Андреа следил за удалявшимся Чарли с выражением отчаяния и вины, затем, словно пробудившись ото сна, отправился рассказать обо всем своей любовнице.
Согласно программе круиза, «Нарцисс» должен был зайти в Аликанте прежде, чем причалить в Пальме. В Аликанте, где им предстояло пить херес, слушать Де Фалью в исполнении Кройце и арию Кармен в исполнении Дориаччи – если, конечно, она оставит в покое «Лунный свет». Воздух Испании давал основания ожидать взрыва романтических страстей. Но вдруг в один миг налетел сирокко – повелитель сердец и зачастую тел – и приковал к кушеткам почти всех героев этого круиза. Цепляющиеся за простыни и терзаемые рвотой, они либо вовсе позабыли о чувствах, либо посчитали, что в данной ситуации они не имеют особой ценности. Стихии одержали победу над большинством пассажиров класса люкс, за исключением Армана Боде-Лебреша, который провел день, обдумывая свое финансовое положение и бесстрастно меряя шагами покатые коридоры «Нарцисса». При этом он терпеть не мог одиночества в физическом смысле этого слова, в то время как с детства обрек себя на одиночество моральное и смирился с ним.
К концу дня «Нарцисс» укрылся за островом Ивиса, и надежды на развлечения в одном из интереснейших портов круиза растворились в гнетущей тоске бесконечного вечера.
Зато в Пальме, стоило только «Нарциссу» подойти к причалу, пассажиры так и посыпались на берег. Каждый из них радовался воздуху пышущего жаром острова, словно «Нарцисс» представлял собой запломбированное грузовое судно или пассажиры класса люкс были еще в Каннах погружены в глубину трюма. По правде говоря, морской бриз как следует продувал все уголки и закоулки «Нарцисса», но что-то в атмосфере судна было явно не так. Над палубой, казалось, нависло нечто гнетущее, застойное, и, если не принимать в расчет Дориаччи и Кройце, приверженцев полноценного питания, то тарелки с завтраком вернулись на кухню почти полными. Шутки также приобрели неприятный характер. Каждый ловил относящийся к нему намек, и оттого каждая фраза приобретала двусмысленный оттенок. Даже Эдма Боте-Лебреш, привычная к подобным ситуациям, умеющая превращать заметные события в ничего не значащие обстоятельства, даже прекрасная Эдма с трудом управлялась со своим мирком; все участники разыгрываемого на судне спектакля нервничали, даже Жюльен Пейра ходил нахмурившись, и сосредоточенное выражение сменило на его лице привычную беспечность. Единственным человеком, которому пошло на пользу это охватившее всех напряжение, странным образом оказалась Кларисса Летюийе. Она вновь стала краситься, однако весьма искусно: щеки стали менее впалыми, глаза блестящими, взгляд более ясным; красота ее расцвела, заблистала. На нее обращали внимание все: от капитана Элледока до матросов, работавших в трюме. Ее провожали взглядами, когда она проходила мимо, осененная своей безумной любовью. Счастье до такой степени изменило весь ее душевный настрой, что время от времени ее охватывало чувство умиления, переносившееся даже на Ольгу. Более того, она пила теперь только по вечерам, причем заказывала напитки сама.

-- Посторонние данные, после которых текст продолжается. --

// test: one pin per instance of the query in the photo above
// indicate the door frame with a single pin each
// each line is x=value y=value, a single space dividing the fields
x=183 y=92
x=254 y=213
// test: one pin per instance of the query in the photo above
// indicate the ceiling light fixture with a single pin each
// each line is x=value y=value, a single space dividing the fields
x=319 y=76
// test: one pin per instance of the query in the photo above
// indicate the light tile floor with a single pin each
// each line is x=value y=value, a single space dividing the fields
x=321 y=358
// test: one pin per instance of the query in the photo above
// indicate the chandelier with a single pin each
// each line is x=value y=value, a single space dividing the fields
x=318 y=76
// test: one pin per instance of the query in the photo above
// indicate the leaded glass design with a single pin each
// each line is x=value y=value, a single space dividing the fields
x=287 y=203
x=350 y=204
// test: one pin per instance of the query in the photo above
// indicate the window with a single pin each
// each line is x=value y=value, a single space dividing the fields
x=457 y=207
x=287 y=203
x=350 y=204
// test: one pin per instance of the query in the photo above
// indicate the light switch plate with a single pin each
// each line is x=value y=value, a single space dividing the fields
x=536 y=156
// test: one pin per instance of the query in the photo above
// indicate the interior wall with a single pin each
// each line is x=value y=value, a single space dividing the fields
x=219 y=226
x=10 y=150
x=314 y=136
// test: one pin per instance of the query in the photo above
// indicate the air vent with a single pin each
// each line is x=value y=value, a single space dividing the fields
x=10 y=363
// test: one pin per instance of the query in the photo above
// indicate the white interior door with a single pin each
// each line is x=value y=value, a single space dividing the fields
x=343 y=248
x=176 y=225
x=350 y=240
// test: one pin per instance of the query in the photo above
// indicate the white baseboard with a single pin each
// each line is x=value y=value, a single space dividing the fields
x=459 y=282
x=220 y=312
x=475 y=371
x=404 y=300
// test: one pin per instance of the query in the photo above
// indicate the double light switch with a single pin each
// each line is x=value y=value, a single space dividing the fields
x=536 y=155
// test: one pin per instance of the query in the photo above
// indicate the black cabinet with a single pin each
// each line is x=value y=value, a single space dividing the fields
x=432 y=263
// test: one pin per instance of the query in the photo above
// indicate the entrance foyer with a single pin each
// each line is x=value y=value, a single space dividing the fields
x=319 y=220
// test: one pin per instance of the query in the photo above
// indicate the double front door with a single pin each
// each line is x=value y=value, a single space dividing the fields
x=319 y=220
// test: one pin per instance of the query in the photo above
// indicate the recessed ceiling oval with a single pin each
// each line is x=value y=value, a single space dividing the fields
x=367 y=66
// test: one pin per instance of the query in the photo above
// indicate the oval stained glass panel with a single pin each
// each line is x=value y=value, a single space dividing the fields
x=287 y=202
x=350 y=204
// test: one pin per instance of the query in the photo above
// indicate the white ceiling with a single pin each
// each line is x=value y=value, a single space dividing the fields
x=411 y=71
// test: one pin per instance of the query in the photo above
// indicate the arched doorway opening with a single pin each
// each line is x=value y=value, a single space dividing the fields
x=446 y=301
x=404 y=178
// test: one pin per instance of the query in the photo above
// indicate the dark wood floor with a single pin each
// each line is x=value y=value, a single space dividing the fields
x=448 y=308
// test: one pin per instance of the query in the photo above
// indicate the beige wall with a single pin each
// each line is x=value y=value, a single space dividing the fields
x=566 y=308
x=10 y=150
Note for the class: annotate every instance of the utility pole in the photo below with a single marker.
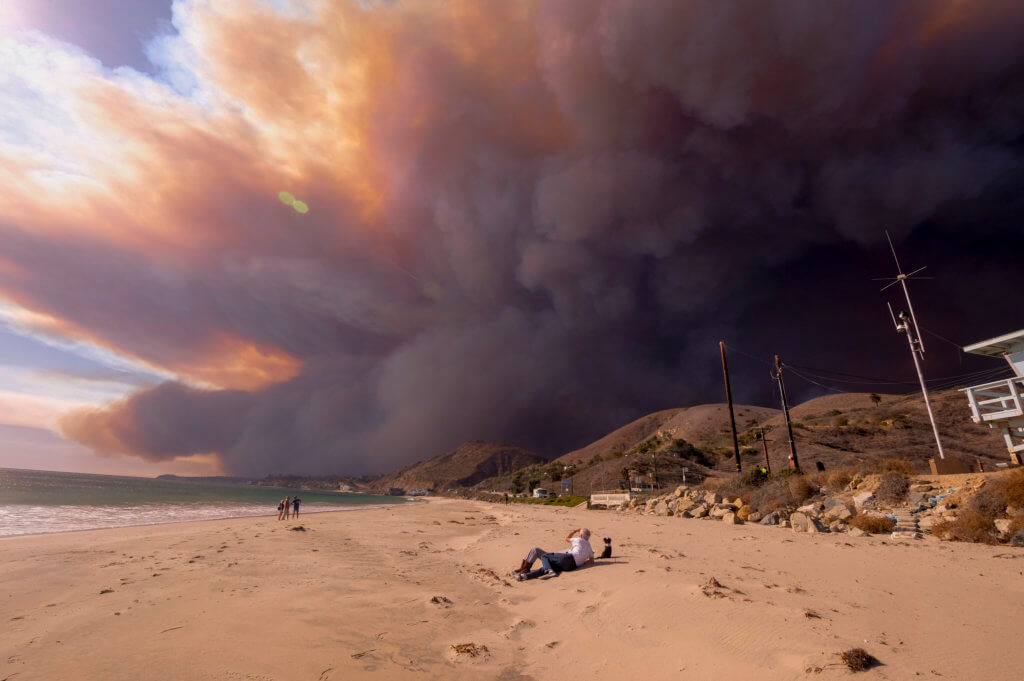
(728, 396)
(912, 337)
(764, 444)
(794, 461)
(903, 326)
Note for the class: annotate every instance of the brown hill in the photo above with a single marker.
(467, 465)
(843, 429)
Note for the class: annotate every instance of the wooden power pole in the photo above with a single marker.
(794, 462)
(728, 396)
(764, 443)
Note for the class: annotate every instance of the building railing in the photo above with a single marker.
(996, 400)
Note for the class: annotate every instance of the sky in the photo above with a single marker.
(251, 237)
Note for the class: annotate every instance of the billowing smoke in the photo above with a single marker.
(527, 222)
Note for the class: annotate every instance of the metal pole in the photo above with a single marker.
(794, 461)
(764, 443)
(728, 396)
(921, 377)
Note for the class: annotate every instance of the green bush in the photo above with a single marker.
(801, 487)
(877, 524)
(893, 487)
(773, 496)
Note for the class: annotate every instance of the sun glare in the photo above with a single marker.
(8, 17)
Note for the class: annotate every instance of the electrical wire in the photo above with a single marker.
(820, 385)
(733, 348)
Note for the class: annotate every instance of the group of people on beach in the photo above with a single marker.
(287, 506)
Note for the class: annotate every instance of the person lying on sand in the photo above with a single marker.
(580, 554)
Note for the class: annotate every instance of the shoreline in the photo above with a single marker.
(250, 598)
(340, 509)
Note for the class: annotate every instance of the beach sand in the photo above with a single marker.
(350, 597)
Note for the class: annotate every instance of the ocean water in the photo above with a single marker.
(41, 502)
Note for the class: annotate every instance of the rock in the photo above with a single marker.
(810, 509)
(863, 500)
(905, 534)
(802, 522)
(836, 509)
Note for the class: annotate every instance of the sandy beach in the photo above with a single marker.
(351, 596)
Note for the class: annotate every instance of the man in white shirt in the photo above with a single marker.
(580, 554)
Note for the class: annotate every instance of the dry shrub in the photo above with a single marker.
(969, 526)
(876, 524)
(893, 487)
(894, 466)
(773, 496)
(801, 487)
(714, 483)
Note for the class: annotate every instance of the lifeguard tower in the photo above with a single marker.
(1000, 403)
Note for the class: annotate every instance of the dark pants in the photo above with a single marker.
(552, 562)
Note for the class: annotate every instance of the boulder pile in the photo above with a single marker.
(926, 504)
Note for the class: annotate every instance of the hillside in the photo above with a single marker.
(838, 430)
(467, 465)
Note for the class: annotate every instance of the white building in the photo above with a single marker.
(1000, 403)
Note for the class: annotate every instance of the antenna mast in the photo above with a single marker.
(903, 325)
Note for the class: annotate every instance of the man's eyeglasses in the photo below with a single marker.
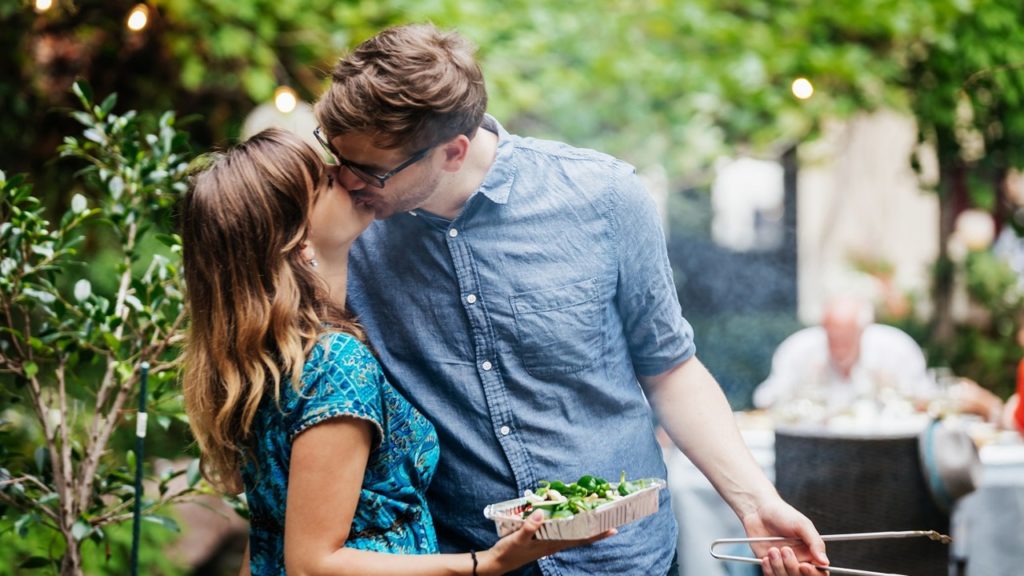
(363, 172)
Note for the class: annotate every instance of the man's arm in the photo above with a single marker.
(690, 406)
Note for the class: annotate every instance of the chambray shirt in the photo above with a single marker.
(519, 329)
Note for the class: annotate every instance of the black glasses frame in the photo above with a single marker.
(364, 172)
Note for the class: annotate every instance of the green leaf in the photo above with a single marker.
(163, 521)
(22, 524)
(84, 93)
(108, 105)
(42, 458)
(193, 475)
(36, 562)
(81, 530)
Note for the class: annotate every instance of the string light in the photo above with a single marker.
(802, 88)
(285, 99)
(138, 17)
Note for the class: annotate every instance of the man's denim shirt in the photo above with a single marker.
(519, 329)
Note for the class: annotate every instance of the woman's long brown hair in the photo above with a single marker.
(255, 304)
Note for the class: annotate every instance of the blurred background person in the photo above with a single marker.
(846, 361)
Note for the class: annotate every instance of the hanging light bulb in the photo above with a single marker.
(802, 88)
(285, 99)
(138, 17)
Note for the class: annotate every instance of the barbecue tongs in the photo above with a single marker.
(931, 534)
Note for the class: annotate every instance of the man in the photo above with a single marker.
(516, 290)
(845, 362)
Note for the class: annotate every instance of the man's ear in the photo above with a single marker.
(455, 152)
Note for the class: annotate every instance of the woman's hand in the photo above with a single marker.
(520, 547)
(778, 519)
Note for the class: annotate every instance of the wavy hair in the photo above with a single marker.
(408, 87)
(255, 305)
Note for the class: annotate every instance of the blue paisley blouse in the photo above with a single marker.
(342, 378)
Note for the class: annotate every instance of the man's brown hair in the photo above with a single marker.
(408, 87)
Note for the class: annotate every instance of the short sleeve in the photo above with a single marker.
(341, 378)
(658, 336)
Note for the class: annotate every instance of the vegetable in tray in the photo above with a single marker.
(558, 499)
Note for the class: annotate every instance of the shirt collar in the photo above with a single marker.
(498, 182)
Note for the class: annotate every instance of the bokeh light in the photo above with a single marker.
(285, 99)
(138, 17)
(802, 88)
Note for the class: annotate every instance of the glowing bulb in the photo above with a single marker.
(802, 88)
(138, 17)
(285, 99)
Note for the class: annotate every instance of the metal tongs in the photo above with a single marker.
(930, 534)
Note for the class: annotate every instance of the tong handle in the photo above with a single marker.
(931, 534)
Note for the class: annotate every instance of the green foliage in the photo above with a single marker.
(34, 552)
(70, 354)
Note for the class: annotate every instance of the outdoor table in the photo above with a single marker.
(985, 525)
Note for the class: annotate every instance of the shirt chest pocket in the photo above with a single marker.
(558, 330)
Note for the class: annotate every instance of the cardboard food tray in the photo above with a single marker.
(508, 515)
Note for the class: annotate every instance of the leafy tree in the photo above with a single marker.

В Пальме все французские газеты, прибывшие накануне, были скуплены Ольгой перед самым носом у Эрика Летюийе, который сошел на берег чуть ли не под руку с ней при полнейшем безразличии окружающих: любовная хроника круиза обеспечивалась за счет Жюльена и Клариссы, причем их идиллия как-то разом отодвинула на второй план похождения Ольги и Дориаччи. Это не переставало раздражать Ольгу: от души радуясь тому, что Эрику брошен вызов, она все же предпочла бы, чтобы шепотки и разговоры за спиной касались ее, а не этой бедняжки Клариссы. Ольга продолжала называть ее «бедняжкой Клариссой», дабы иметь возможность жалеть ее по-прежнему, не завидовать ей. Ибо теперь чувство, которое вызывала Кларисса, а вместе с ней и Жюльен, представляло собой именно зависть.
Ольга вернулась на борт первой, бережно, можно даже сказать, благоговейно неся газеты под мышкой. За ней проследовал Эрик Летюийе, весьма довольный собой, а чуть позднее появился Жюльен Пейра, который провел вторую половину дня на переговорном пункте. Наконец, в восемь вечера пассажиры в полном составе собрались в баре на палубе, при этом все улыбались, словно прогулка по твердой земле сразу улучшила общее настроение. Исключение составлял только Андреа, сидевший с грустным выражением лица, потому что здесь не было Дивы, потому что она сошла на берег еще в середине дня, потому что она до сих пор не вернулась, а ведь до концерта оставалось всего два часа. Кроме того, обращал на себя внимание капитан Элледок, который пил пиво, с шумом опустошая кружку за кружкой под укоризненным взглядом бармена, привыкшего обслуживать капитана в его каюте, где его шумные придыхания в гораздо меньшей степени влияли на общую атмосферу.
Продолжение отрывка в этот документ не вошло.